If this word has (at least) 10 OED-approved meanings, then there are probably situations where it will create uncertainty. The "latte incident" appears to be one of them.
There are 34 major and 94 minor senses of
get in the
OED, so nearly every use of the word has lots of ambiguity. But there's nothing particularly special about
get in this respect: most common English words have multiple meanings. Ambiguity is inherent in the language, and coping with ambiguity is a mark of fluency in the language.

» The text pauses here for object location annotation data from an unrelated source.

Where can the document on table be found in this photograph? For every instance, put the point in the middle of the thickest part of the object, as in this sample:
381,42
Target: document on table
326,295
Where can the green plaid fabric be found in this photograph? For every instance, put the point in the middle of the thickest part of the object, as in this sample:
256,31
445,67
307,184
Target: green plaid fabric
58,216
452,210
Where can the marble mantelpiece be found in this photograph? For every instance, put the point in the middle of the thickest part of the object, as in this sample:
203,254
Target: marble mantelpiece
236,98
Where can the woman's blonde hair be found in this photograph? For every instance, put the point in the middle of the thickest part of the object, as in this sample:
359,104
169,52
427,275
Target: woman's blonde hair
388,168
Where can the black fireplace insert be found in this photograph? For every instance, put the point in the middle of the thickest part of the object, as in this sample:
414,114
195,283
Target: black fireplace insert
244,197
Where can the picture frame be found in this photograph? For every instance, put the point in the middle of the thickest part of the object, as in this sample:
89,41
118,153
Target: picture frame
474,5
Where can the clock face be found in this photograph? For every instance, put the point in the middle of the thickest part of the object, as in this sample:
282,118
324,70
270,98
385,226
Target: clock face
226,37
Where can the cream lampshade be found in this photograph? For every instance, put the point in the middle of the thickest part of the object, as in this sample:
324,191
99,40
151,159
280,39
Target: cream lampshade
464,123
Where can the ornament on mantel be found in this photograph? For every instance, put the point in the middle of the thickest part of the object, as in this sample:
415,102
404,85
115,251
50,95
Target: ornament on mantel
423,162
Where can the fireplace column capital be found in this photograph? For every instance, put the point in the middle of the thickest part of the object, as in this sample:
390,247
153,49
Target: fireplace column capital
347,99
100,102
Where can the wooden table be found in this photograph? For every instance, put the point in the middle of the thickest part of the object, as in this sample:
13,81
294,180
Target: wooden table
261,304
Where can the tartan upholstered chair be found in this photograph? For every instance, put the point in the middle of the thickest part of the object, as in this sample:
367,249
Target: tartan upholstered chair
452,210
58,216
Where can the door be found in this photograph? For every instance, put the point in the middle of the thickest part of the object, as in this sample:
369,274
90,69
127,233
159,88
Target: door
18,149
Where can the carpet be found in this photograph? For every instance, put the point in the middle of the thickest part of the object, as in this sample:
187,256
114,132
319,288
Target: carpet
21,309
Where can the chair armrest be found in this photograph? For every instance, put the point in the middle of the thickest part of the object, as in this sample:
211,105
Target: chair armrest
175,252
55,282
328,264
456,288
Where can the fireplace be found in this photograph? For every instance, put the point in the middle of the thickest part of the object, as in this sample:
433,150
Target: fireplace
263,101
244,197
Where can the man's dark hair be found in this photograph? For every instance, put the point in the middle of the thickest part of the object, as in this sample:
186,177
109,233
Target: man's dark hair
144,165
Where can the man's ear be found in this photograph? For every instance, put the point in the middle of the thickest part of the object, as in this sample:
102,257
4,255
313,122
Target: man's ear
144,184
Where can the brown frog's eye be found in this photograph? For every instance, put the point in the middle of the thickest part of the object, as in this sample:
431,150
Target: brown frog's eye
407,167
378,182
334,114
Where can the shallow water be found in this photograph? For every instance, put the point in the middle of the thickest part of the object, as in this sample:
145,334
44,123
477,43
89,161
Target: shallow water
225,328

So I'm puzzled by the comments (from Tim Hall originally and later from T42—though possibly repudiated in the latter case) where posters claimed to be having trouble with the use of
get in the sentence "can I get a latte?" Either these comments are confessing to a surprising level of disfluency in English, or they are being insincere in their claim not to understand this meaning of the word
get. (I guess there's a third possibility: they really do understand the meaning of the word, but they object to some other aspect of the word—perhaps its register, or its association with American usage—but they have trouble explaining that, and light on the lexical ambiguity as a way out of the difficulty. But I don't know: as I say, I'm puzzled.)
I should be careful about coming down too hard here: difficulty with lexical ambiguity resolution could be due to language impairment or autism spectrum disorder. So I apologise if that's the case for anyone posting here.